Seniors in Mississauga and Brampton have been told to stop playing bingo because they’re breaking gambling laws.
Jean Marjor of the Ontario Alcohol and Gaming Commission told CityNews the directive came after someone complained to the City of Mississauga, saying unlicenced games were taking place at municipal centres.
The city sought the advice of the commission.
“We responded that in order for the bingos to continue to operate they required licencing,” Marjor said. “The seniors groups in question appeared not to want to be licenced and as a result the municipality made a decision….to advise the groups to cease and desist the bingo operations.”
Brampton followed suit.
Marjor admits the games are “benign” but says it’s not difficult, or costly, to acquire a licence.

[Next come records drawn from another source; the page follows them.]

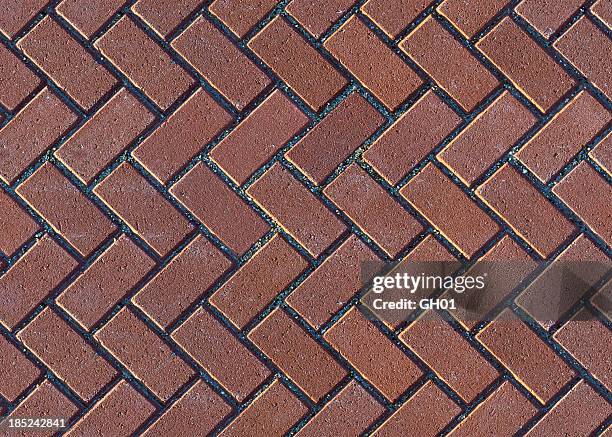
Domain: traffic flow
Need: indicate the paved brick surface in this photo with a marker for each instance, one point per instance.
(191, 192)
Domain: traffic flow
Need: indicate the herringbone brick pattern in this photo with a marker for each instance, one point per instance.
(188, 190)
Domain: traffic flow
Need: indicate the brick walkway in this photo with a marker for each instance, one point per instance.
(188, 191)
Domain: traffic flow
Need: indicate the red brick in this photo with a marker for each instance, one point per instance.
(336, 137)
(236, 224)
(17, 226)
(42, 268)
(411, 138)
(70, 213)
(168, 149)
(547, 16)
(426, 413)
(326, 290)
(526, 356)
(504, 412)
(393, 16)
(67, 63)
(33, 130)
(434, 195)
(297, 354)
(469, 16)
(297, 63)
(526, 64)
(258, 137)
(350, 412)
(121, 412)
(144, 354)
(239, 16)
(372, 354)
(373, 63)
(569, 417)
(487, 138)
(132, 198)
(564, 136)
(296, 209)
(256, 283)
(526, 210)
(105, 135)
(88, 16)
(182, 281)
(197, 411)
(317, 16)
(216, 58)
(221, 354)
(17, 373)
(144, 63)
(164, 16)
(272, 413)
(99, 288)
(450, 64)
(67, 354)
(373, 209)
(16, 80)
(449, 355)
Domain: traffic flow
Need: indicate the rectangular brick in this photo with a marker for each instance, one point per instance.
(379, 69)
(302, 67)
(373, 209)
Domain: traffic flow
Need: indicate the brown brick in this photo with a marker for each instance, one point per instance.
(272, 413)
(67, 354)
(433, 195)
(132, 198)
(373, 63)
(564, 136)
(70, 213)
(236, 224)
(568, 416)
(337, 136)
(412, 137)
(221, 354)
(42, 268)
(256, 283)
(297, 354)
(516, 347)
(197, 411)
(426, 413)
(372, 354)
(121, 412)
(144, 354)
(216, 58)
(297, 63)
(144, 63)
(450, 64)
(487, 138)
(373, 209)
(68, 64)
(182, 281)
(449, 355)
(296, 209)
(99, 288)
(258, 137)
(526, 210)
(88, 16)
(239, 16)
(33, 130)
(168, 149)
(317, 16)
(350, 412)
(526, 64)
(105, 135)
(504, 412)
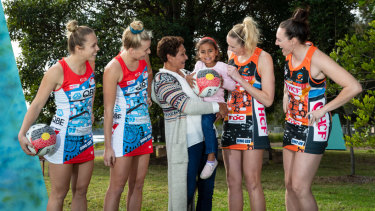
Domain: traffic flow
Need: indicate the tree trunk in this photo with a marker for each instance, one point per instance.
(352, 158)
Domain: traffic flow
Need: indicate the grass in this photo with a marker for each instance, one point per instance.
(333, 189)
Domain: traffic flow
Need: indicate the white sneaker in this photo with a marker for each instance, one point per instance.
(208, 169)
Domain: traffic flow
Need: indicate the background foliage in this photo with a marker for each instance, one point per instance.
(39, 27)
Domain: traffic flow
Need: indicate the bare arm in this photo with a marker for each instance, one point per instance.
(321, 66)
(112, 75)
(51, 81)
(265, 65)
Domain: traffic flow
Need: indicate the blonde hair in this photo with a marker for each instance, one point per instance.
(76, 35)
(246, 33)
(134, 34)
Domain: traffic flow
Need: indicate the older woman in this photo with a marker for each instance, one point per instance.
(184, 138)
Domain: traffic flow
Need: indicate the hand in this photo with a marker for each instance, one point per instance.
(109, 157)
(316, 115)
(24, 143)
(233, 73)
(190, 79)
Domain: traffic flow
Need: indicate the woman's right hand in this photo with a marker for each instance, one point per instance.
(191, 81)
(109, 157)
(24, 143)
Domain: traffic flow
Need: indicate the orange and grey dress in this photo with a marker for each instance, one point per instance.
(245, 127)
(305, 94)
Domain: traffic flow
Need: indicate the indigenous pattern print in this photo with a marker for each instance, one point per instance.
(72, 121)
(305, 94)
(245, 127)
(131, 131)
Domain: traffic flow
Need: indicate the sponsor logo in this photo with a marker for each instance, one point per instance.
(58, 121)
(83, 93)
(73, 86)
(321, 133)
(297, 142)
(60, 112)
(296, 90)
(83, 79)
(299, 77)
(243, 140)
(92, 81)
(237, 118)
(130, 82)
(117, 108)
(293, 121)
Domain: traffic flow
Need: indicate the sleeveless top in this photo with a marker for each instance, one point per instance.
(131, 130)
(305, 94)
(72, 120)
(245, 110)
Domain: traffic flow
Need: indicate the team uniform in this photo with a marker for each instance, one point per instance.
(245, 127)
(131, 129)
(72, 121)
(305, 94)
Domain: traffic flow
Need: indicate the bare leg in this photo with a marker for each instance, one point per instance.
(136, 180)
(252, 168)
(305, 167)
(233, 168)
(291, 200)
(80, 182)
(119, 175)
(59, 177)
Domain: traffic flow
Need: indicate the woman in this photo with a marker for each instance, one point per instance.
(184, 138)
(127, 125)
(308, 119)
(73, 119)
(245, 128)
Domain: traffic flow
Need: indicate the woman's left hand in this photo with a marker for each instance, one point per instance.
(316, 115)
(233, 73)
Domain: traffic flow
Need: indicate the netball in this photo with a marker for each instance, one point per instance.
(207, 82)
(42, 137)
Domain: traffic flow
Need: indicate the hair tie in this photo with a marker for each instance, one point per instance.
(238, 35)
(136, 31)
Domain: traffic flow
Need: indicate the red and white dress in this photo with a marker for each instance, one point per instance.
(72, 120)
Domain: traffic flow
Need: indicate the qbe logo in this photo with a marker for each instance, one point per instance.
(237, 118)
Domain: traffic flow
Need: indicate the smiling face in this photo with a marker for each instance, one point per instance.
(235, 46)
(284, 42)
(143, 50)
(207, 54)
(178, 62)
(90, 47)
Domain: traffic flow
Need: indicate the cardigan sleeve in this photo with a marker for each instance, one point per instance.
(168, 90)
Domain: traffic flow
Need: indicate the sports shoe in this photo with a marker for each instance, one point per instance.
(208, 169)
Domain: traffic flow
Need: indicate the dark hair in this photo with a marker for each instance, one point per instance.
(208, 40)
(134, 34)
(298, 25)
(76, 35)
(169, 45)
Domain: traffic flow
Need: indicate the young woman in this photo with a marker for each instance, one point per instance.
(127, 124)
(245, 128)
(307, 119)
(72, 161)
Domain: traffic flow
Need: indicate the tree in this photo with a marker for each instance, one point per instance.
(39, 26)
(356, 54)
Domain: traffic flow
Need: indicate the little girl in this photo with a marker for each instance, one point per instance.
(208, 56)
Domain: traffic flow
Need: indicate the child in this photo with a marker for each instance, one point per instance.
(208, 56)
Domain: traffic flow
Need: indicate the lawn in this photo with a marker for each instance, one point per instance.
(333, 189)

“I don’t think it’s too cumbersome to have them operate on the right side of the law,” he advised. “The restriction in the criminal code is that the monies have to be used for charitable or religious purposes. And from what I heard from the groups – they are donating money for local community groups.
“I think there’s a way out here, but they have to meet us half way and apply for a licence …”

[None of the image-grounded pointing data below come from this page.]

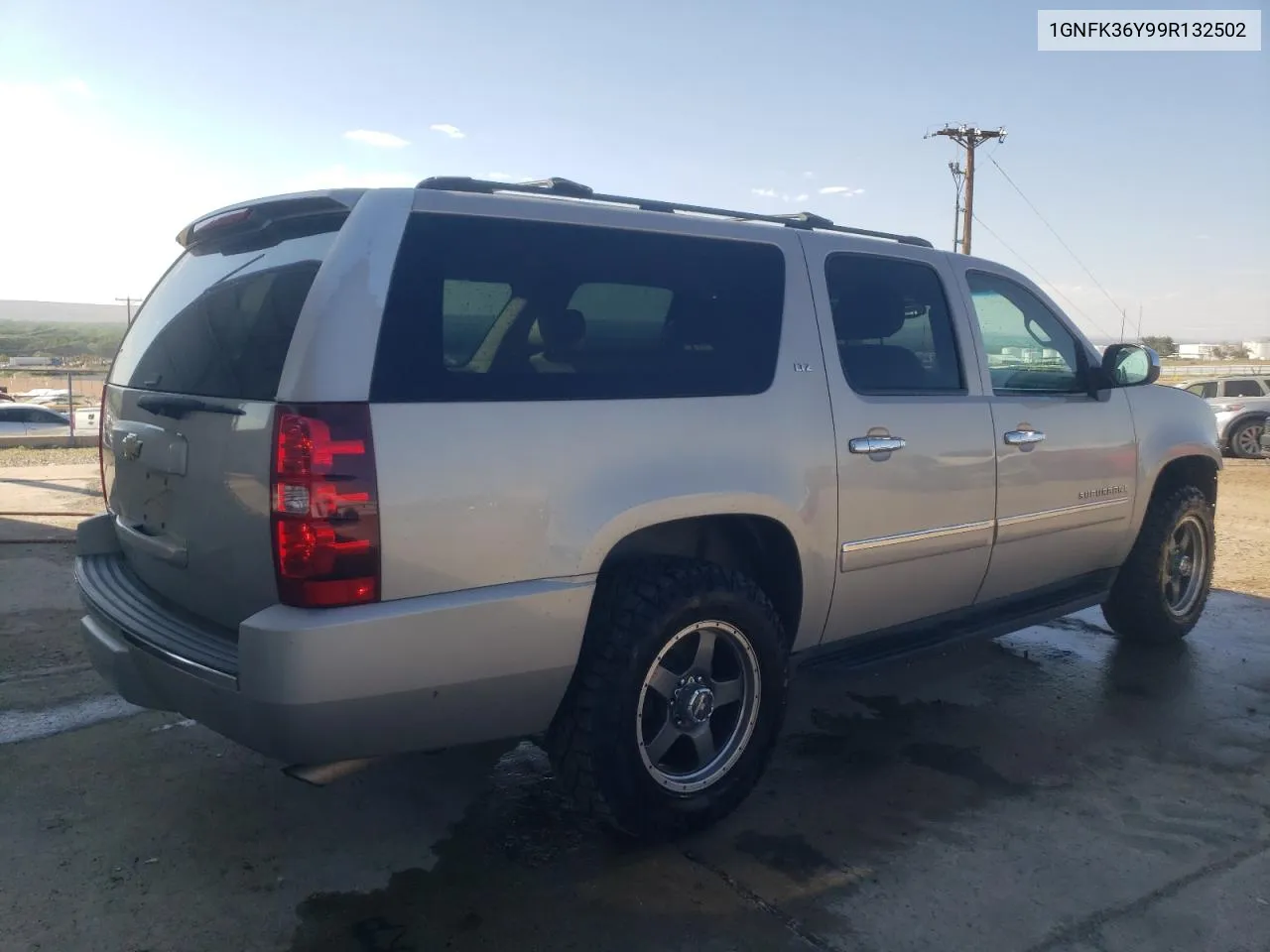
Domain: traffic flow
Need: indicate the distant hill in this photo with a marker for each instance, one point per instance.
(59, 312)
(64, 339)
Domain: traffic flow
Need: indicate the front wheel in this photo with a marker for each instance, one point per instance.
(1246, 439)
(677, 701)
(1162, 587)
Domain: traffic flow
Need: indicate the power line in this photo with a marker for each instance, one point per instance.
(1046, 222)
(1043, 278)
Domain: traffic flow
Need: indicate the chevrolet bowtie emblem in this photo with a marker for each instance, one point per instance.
(130, 448)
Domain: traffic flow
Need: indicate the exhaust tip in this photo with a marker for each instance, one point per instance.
(322, 774)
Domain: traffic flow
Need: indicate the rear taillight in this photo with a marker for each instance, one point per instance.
(324, 508)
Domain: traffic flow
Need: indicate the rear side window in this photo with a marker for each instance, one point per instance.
(893, 326)
(495, 308)
(1207, 389)
(220, 321)
(1242, 388)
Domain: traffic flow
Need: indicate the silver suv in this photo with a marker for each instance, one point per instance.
(408, 468)
(1241, 407)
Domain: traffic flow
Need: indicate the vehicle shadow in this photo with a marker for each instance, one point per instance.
(870, 763)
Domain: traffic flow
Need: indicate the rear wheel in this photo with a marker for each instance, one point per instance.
(679, 698)
(1246, 439)
(1162, 587)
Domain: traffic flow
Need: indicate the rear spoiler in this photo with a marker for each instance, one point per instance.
(248, 217)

He also says his agency isn’t interested in cracking down on seniors wielding rolls of quarters,
“If someone decides to run gambling without a licence, that is a police matter … It’s up to the discretion of the police to decide whether or not to lay criminal charges.”
“It is hardly a priority,” he concludes. “I have way more important things to look at.”
Seniors in Brampton were peeved by the crackdown.
“It’s non-profit,” said Gord Thompson. “If they were making a profit off it, I could see it. But they aren’t making any money off of it a all.”
“Isn’t that just wonderful?” added a sarcastic Betty Vandersluis. “It’s pathetic is what it is.”
In Brampton a small compromise has been struck. Seniors can still play bingo on Friday nights, but there’s no charge to play and instead of cash, gift cards are handed out as prizes.